A Riccione è il giorno dell’ultimo saluto a Maria Aluigi, Romina Bannini, Alfredo Barbieri, Francesca Conti, Rossella De Luca, Massimo Pironi e Valentina Ubaldi, “i sette angeli del Centro 21”, come ormai vengono chiamati. Dopo il tragico incidente di venerdì scorso in A4 all’altezza di San Donà di Piave, tutta una comunità si stringe attorno al dolore dei familiari. La gente sta entrando allo stadio in mezzo a un clima di estrema compostezza, segnato dalla commozione e dal ricordo di ragazzi a cui Riccione era legatissima. Fiori e palloncini bianchi e rossi fanno bella mostra sul grande palco rosso che ospita le sette bare. I palloncini rossi al termine della messa sono stati lanciati in cielo.

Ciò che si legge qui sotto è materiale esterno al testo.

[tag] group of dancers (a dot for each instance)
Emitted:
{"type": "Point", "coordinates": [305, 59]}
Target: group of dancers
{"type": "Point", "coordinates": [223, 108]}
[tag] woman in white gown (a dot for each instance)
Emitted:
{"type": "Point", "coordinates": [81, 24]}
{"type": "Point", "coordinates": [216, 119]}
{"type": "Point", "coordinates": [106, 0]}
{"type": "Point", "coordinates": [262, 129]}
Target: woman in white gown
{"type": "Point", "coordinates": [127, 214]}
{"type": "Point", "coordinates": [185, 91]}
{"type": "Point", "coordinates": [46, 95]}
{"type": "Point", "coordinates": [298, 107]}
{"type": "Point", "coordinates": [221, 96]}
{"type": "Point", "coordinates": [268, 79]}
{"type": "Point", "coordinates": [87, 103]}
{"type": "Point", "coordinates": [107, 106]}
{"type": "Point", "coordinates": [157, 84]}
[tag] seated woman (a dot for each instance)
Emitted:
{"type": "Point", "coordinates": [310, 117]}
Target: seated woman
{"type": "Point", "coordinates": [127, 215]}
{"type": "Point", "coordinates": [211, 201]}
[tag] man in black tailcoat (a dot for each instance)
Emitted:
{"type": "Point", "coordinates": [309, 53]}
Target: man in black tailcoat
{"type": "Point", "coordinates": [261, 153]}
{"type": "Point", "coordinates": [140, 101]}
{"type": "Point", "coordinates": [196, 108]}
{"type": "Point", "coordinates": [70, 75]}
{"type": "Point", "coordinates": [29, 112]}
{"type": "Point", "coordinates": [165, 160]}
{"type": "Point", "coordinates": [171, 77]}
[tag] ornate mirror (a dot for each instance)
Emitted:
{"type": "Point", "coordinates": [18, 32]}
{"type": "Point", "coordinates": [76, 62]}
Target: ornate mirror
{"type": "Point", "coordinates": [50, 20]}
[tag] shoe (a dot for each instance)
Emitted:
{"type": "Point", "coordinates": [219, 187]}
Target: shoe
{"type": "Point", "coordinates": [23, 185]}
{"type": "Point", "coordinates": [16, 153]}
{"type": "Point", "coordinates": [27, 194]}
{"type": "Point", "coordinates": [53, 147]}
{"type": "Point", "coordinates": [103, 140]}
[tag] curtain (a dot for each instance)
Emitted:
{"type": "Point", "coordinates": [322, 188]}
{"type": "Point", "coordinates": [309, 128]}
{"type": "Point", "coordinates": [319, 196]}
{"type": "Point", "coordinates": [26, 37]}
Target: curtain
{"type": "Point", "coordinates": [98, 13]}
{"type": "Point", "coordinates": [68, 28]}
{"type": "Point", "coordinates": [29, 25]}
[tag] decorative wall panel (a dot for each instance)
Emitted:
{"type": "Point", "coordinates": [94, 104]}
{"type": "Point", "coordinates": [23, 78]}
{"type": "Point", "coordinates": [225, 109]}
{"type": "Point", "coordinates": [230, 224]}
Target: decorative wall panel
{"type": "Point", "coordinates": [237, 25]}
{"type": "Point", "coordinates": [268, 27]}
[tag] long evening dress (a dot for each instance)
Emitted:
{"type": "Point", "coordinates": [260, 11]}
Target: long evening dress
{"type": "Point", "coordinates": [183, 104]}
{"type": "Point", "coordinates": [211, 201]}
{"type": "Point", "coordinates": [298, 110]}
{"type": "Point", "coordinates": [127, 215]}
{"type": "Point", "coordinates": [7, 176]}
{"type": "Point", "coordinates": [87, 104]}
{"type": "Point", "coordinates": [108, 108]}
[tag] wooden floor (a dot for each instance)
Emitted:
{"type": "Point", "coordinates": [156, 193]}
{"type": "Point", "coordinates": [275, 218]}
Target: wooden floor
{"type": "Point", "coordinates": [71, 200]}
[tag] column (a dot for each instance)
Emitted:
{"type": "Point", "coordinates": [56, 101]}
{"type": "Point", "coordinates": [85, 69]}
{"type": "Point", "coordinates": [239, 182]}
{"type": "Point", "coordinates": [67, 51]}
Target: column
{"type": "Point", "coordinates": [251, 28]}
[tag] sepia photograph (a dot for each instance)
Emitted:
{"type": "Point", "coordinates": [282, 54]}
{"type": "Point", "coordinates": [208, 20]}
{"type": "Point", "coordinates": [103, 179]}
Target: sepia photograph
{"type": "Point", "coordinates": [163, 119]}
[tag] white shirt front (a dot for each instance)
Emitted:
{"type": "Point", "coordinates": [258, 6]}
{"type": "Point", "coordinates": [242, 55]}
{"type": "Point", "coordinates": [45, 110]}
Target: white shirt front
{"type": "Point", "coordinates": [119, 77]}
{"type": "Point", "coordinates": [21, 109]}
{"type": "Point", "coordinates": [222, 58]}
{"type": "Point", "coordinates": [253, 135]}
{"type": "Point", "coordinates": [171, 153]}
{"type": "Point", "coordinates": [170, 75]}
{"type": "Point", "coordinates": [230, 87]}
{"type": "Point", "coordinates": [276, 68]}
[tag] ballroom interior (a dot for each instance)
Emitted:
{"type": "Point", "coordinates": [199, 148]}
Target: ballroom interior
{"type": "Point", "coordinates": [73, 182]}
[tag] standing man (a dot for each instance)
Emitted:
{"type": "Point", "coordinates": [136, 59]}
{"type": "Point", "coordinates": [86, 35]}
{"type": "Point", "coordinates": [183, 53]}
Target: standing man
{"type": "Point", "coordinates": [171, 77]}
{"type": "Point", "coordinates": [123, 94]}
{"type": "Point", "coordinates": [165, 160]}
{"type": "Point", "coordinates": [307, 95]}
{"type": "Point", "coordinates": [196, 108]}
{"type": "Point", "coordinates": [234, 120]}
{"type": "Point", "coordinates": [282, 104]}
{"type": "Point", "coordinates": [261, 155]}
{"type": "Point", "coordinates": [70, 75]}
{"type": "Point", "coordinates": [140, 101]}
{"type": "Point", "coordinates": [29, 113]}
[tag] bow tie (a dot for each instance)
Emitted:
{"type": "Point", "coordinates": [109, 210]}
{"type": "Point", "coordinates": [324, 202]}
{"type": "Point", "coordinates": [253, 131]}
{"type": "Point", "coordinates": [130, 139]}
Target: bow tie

Presenti almeno 5mila persone

I ragazzi del Centro 21 hanno sfilato prima della messa con una maglia bianca con scritto “la bellezza di essere unici”. Ognuno di loro ha lasciato una gerbera vicino alle bare. La cerimonia è officiata dal vescovo Francesco Lambiasi, affiancato da 18 sacerdoti. Alla cerimonia sono presenti almeno cinquemila persone.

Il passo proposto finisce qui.